As a real estate investor, you may own several properties at one time. You’ll be buying and selling and handling all kinds of financial transactions. However, you want to protect your personal property and finances and it helps to understand what asset protection is in real estate and how it works.
Why You Need Asset Protection
There are several reasons you want to protect yourself and your private assets with regards to your real estate investments. First, you want to limit the financial impact of having these properties in your name when it comes to tax time. You’ll pay more in taxes if your investments are listed as part of your personal income (in most cases).
If you have an S corporation or LLC that “owns” your property, you can use different tax breaks than what may be available for individuals. The result is you pay less taxes on the money you make. Another issue is with lawsuits. If something happens with one of your properties and someone sues you, your personal assets will be safe.

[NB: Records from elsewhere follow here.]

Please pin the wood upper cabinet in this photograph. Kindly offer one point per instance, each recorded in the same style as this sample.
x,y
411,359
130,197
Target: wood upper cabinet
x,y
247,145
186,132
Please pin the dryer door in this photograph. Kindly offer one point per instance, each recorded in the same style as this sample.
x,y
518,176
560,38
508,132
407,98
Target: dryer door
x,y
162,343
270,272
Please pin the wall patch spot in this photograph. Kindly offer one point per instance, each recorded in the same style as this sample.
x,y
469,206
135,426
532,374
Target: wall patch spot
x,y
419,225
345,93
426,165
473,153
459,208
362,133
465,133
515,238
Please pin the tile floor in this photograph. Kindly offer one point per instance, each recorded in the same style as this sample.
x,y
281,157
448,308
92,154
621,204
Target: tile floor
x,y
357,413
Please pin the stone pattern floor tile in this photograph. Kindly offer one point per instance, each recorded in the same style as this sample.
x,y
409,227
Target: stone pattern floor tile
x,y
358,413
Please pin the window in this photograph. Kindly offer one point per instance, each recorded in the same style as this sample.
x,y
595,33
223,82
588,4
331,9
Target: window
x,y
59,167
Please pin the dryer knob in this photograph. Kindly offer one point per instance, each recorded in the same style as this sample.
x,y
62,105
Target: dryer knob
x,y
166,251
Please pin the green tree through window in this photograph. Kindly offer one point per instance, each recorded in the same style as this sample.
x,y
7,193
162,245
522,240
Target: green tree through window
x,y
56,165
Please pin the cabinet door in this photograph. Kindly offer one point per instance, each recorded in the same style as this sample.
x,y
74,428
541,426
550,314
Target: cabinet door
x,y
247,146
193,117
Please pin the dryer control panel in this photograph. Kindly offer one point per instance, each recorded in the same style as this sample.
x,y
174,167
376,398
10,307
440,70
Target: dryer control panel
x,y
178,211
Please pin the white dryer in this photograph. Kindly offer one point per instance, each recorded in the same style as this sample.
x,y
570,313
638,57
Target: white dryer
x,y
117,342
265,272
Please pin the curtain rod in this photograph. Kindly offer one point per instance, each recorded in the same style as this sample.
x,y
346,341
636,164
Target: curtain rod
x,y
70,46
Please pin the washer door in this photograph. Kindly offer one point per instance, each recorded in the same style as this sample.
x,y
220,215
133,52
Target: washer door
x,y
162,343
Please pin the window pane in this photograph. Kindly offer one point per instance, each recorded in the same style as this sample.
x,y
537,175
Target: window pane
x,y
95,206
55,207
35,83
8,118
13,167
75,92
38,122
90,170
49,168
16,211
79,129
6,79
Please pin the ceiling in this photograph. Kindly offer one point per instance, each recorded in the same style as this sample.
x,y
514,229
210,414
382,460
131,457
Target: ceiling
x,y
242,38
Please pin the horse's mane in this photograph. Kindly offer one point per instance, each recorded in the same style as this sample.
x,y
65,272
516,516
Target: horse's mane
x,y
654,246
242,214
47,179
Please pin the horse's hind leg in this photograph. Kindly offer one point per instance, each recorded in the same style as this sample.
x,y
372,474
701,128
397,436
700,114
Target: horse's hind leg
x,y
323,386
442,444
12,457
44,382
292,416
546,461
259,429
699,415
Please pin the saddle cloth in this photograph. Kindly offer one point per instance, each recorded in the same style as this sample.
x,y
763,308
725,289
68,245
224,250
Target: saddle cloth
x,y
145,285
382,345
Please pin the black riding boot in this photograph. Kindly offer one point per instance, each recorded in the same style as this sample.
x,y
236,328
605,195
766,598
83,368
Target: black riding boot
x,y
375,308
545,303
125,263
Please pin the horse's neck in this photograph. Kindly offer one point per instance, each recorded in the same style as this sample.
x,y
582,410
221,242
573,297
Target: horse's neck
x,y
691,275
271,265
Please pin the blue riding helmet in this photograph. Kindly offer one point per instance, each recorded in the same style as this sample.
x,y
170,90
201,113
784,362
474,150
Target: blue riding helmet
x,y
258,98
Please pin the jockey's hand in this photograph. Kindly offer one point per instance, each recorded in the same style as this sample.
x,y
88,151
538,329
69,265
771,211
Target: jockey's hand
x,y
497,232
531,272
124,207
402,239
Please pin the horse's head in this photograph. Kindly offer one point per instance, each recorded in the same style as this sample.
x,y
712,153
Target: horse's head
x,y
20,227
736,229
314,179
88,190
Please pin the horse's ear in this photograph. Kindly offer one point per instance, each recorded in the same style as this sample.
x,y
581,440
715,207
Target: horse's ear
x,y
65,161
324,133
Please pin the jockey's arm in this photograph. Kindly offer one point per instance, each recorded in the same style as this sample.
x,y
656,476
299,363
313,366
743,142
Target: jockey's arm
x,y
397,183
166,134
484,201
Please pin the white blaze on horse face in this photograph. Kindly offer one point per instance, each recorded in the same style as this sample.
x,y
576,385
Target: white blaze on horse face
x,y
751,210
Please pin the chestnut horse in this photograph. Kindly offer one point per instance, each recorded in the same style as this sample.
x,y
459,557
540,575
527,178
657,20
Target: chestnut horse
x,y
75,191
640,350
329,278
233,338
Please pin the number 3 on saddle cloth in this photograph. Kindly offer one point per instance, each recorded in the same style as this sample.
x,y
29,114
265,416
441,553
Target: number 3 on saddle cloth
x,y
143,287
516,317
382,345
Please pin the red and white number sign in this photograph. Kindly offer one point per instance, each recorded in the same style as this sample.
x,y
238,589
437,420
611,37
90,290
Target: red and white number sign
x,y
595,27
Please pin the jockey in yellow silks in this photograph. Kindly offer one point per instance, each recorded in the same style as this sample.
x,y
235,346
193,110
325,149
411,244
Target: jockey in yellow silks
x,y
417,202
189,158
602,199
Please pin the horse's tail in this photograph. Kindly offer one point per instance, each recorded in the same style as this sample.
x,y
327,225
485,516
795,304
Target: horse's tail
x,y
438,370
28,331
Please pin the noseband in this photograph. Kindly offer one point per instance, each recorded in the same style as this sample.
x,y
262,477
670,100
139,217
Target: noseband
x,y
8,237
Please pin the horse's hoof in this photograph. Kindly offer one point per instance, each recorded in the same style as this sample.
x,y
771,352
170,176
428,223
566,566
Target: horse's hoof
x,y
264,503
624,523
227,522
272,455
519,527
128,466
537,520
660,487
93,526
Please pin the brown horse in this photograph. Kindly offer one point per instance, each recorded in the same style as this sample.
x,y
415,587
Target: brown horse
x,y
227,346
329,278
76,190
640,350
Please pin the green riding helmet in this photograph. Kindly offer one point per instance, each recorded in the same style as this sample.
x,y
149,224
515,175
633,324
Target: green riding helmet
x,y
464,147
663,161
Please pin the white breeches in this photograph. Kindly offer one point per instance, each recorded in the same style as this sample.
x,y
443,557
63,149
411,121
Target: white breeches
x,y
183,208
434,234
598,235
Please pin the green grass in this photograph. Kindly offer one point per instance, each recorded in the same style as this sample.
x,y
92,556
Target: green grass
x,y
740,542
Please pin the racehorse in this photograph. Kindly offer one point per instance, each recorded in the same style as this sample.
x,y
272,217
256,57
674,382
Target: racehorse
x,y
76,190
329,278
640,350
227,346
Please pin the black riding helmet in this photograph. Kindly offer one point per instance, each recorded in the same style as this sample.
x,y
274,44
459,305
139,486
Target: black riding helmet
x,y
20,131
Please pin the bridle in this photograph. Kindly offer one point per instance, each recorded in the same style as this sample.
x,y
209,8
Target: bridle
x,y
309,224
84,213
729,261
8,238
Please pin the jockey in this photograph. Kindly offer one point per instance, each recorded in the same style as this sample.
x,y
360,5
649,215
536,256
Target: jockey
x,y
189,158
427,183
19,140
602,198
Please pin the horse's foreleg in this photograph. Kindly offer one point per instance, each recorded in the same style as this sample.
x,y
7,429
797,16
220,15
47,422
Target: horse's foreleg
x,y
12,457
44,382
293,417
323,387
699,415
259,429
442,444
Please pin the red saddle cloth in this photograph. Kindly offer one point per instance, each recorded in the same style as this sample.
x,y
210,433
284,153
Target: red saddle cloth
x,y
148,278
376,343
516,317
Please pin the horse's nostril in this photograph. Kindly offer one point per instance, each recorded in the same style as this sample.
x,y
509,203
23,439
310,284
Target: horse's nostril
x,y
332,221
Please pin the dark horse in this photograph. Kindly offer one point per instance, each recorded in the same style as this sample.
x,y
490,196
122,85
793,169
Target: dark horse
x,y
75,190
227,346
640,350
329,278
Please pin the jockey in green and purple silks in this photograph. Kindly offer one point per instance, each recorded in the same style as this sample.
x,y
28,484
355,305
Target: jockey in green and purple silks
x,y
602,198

How to Protect Your Assets
The short answer to this question is not to own any properties. Now, that seems counterproductive to what you want as a real estate investor. However, the idea behind asset protection is to prevent you from being personally liable for these properties.
To achieve this level of protection, you need to set up companies. It can be a limited liability company or LLC or an S corporation or other entities. When you purchase a property, you’ll buy it through the company instead of through your own personal name. You can create as many companies as you want and divide up your properties as you wish.
When you do this, you prevent issues from going beyond the company that owns the problem property. Your other properties are safe, and your personal assets are protected.
Of course, the companies must be set up the right way for it to work. It can be complicated to get them set up right, so you’ll want to hire an attorney to help you with the process.